The Digital Services Act must not harm Europe’s economic recovery

In this extraordinary year, people and businesses are asking more, not less, from technology and technology companies. For many of us, and for many businesses, digital tools have been a lifeline during lockdown, helping us work, shop, find customers, connect with loved ones and get the latest public health information.


Helpful digital tools that serve millions of people don’t happen by accident—they need investment and rules that encourage that investment and innovation.  Twenty years ago, the European Union created a regulatory environment to do just that. Now it's overhauling those rules, with a comprehensive reform called the Digital Services Act (DSA).  We fully support updating the rules, and think it’s more important than ever that this regulation delivers for European consumers and businesses. 


But a significant part of this reform will impact how digital tools can be built in the future, and by whom. That’s why, earlier this year, we shared our ideas with the European Commission, suggesting ways that existing legislation could be improved and warning of the risks if new rules are poorly designed.


Through the pandemic, people’s use of technology has jumped forward five years, with a 60 percent increase in internet usage. Searches for online shopping and how-to-buy online grew by 200 percent worldwide. Demand for the free digital skills courses that Google offers has increased by 300 percent. And many businesses—like restaurants, fashion designers, retailers and even hairdressers—have embraced digital to survive during painful lockdowns and restrictions. 


Now, just as in every economic downturn of the last 20 years, digital tools will be a vital catalyst for the economic recovery that must come after COVID-19. In rewriting the rules that govern the internet in Europe, the EU has an opportunity to rebuild the foundations so that everybody can thrive online and consumers can benefit from wide choice and lower prices. 


Yet reports suggest that some of the proposals being considered would do the opposite.  They would prevent global technology companies like Google from building innovative digital tools like the ones that people have used through lockdown—and that will help European businesses rebuild their operations.
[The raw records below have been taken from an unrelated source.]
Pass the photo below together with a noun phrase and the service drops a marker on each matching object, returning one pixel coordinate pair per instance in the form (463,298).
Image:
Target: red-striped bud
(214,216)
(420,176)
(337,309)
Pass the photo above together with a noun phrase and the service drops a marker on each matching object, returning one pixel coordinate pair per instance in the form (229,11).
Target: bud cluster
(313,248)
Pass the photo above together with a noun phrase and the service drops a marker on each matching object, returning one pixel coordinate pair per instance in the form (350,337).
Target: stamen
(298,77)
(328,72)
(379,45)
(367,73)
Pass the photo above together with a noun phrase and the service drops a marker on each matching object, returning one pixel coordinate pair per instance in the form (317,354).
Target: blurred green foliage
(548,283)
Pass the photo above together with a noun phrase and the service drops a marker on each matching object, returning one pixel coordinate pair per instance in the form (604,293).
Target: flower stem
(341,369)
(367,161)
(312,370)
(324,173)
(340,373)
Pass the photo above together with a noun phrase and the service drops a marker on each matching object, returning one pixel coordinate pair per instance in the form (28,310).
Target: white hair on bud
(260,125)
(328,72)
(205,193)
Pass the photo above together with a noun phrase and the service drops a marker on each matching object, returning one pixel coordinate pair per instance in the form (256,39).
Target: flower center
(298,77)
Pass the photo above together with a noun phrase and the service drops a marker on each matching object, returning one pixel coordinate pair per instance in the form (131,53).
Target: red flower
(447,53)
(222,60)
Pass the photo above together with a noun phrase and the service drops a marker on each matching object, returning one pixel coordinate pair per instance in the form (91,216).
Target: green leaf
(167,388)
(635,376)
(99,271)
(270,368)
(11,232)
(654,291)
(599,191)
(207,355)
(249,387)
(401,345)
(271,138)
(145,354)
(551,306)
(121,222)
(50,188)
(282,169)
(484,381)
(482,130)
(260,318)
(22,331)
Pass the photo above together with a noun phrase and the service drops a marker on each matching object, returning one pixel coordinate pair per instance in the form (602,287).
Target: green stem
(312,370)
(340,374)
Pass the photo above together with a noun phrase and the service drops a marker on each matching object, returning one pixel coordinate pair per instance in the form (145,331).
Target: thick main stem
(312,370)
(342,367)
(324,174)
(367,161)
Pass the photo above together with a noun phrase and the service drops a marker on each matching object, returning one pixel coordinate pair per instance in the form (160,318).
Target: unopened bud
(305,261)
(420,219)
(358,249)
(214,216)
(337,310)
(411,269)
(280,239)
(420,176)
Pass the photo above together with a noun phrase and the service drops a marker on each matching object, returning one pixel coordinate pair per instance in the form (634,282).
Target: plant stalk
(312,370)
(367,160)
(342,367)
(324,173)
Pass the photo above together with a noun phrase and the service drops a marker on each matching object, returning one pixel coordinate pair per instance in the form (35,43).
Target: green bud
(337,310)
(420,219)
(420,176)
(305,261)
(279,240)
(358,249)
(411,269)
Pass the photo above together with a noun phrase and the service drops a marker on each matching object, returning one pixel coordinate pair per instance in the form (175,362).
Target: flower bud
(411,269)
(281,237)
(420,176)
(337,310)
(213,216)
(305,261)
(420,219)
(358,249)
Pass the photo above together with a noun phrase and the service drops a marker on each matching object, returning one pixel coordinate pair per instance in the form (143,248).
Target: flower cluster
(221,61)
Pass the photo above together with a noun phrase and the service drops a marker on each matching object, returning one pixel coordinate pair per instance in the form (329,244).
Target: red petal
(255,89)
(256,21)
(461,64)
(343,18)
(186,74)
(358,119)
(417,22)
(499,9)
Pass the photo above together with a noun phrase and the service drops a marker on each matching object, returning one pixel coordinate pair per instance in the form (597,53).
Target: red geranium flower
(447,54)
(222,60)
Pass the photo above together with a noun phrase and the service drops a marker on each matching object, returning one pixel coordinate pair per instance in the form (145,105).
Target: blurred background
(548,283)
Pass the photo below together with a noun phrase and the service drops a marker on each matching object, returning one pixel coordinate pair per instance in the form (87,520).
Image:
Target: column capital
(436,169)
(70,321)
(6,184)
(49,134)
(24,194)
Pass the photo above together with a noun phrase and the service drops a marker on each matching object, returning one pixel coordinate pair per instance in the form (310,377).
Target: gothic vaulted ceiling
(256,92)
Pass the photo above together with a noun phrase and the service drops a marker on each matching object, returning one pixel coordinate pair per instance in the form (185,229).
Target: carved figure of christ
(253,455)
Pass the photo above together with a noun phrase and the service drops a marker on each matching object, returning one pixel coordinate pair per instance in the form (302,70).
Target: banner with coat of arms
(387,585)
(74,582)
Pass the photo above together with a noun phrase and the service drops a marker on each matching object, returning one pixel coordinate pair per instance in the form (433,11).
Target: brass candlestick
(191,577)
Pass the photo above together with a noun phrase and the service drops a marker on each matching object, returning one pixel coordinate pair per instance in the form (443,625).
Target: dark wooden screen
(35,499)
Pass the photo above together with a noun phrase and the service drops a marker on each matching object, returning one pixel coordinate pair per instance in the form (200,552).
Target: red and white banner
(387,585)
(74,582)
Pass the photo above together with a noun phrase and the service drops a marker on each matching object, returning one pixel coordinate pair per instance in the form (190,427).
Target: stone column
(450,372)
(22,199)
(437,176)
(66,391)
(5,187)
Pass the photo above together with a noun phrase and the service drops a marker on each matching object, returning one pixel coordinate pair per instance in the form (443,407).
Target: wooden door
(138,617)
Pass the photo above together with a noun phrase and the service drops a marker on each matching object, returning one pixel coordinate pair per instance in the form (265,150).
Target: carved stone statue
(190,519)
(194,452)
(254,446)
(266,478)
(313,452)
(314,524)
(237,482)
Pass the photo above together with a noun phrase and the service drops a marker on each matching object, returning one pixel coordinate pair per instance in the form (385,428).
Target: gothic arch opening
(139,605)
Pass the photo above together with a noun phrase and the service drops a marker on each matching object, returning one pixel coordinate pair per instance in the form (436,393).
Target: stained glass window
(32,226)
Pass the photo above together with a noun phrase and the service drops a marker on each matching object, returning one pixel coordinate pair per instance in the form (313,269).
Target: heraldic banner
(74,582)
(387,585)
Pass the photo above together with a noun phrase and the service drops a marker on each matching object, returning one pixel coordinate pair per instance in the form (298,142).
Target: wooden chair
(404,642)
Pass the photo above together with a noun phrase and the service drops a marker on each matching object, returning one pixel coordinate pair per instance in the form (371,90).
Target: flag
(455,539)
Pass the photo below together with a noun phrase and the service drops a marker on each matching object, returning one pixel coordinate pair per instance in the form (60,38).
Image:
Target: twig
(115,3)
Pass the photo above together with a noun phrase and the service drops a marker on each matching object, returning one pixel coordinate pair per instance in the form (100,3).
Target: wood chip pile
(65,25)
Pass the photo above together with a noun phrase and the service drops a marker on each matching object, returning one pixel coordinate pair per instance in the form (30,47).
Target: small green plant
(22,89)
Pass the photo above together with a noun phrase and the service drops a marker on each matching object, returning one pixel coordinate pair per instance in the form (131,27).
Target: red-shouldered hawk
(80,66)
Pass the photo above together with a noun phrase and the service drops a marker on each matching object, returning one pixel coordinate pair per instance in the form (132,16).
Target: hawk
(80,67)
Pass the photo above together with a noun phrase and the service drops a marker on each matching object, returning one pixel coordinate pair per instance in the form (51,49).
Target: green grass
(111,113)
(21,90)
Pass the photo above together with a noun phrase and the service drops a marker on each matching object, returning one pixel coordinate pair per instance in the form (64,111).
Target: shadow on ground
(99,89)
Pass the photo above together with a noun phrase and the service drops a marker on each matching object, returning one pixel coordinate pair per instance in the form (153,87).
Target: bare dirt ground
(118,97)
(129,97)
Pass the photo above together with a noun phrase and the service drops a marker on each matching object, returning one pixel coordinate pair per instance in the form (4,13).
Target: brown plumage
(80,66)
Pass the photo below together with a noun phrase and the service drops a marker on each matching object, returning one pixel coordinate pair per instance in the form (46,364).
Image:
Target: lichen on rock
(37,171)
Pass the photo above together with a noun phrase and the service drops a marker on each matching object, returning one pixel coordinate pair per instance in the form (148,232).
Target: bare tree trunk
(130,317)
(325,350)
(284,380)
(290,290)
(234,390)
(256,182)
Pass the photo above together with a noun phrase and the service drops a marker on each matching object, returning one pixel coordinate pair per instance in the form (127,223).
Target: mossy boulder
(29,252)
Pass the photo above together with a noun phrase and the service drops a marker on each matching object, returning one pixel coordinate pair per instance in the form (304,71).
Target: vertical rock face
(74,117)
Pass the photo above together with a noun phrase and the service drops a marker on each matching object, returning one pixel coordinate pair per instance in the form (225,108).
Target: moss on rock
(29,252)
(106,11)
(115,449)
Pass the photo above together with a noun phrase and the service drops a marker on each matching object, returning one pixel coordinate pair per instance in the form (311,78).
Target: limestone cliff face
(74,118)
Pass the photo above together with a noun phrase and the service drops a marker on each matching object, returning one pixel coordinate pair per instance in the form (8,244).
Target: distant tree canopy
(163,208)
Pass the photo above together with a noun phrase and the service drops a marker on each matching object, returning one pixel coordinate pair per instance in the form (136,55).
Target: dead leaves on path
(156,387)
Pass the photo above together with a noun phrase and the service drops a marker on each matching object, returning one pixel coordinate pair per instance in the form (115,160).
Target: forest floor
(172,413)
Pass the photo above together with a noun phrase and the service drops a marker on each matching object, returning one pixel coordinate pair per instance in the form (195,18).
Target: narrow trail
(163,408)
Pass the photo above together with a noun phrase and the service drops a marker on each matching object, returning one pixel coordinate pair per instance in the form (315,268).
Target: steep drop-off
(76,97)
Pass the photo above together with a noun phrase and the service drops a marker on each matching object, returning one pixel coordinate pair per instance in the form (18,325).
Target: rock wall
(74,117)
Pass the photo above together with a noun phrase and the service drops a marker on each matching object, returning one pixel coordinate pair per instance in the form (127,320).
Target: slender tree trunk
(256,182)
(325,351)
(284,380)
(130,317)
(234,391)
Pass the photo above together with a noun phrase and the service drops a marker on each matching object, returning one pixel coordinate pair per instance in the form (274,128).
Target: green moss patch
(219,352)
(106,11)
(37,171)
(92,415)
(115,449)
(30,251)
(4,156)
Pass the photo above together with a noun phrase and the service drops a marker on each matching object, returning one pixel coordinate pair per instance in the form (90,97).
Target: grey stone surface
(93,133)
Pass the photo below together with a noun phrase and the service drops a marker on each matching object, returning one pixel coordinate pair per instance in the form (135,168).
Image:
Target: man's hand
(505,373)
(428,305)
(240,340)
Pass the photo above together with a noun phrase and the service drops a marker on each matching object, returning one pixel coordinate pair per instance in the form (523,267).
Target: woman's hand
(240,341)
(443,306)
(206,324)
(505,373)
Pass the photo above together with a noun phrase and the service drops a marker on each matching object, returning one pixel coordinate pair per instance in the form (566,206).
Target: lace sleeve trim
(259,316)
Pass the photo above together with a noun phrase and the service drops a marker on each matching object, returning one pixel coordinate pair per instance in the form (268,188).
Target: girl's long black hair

That would be a missed opportunity for Europe as it looks to the post-Covid future.


The DSA will not only affect a handful of global companies, but will also have broader impacts - including on the livelihoods of small business owners across Europe, who use digital services like ours to communicate with their customers, sell their products and services and fuel their growth. 


To take just one example, if you use Google Search to look for  “Thai food nearby,” —Google Maps shows you where the nearest restaurant is located and provides its contact details. And other links let you book a table directly (if local health restrictions allow) or see if you can pick up your meal to take away. 


The DSA could prevent Google from developing such user-centric features. That would clearly have an impact not just on how people use our services, but also on the thousands of restaurants which welcomed millions of diners in Europe using this free feature this year. 


At Google, we put innovation and continuous improvement at the heart of everything we do.  While we support the ambition of the DSA to create clear rules for the next 20 years that support economic growth, we worry that the new rules may instead slow economic recovery. We will advocate strongly for policies that will help ensure innovation and digital tools are at the heart of Europe's recovery and future success.  


Over the past few months, we’ve seen the power of technology as a tool to bring people together, keep them safe and help them get through difficult times. Now, more than ever, we need to focus not on how to limit innovation by a few companies, but on how the full range of digital tools available can contribute to Europe’s recovery and future economic success. The key to that success? Giving people more, not less.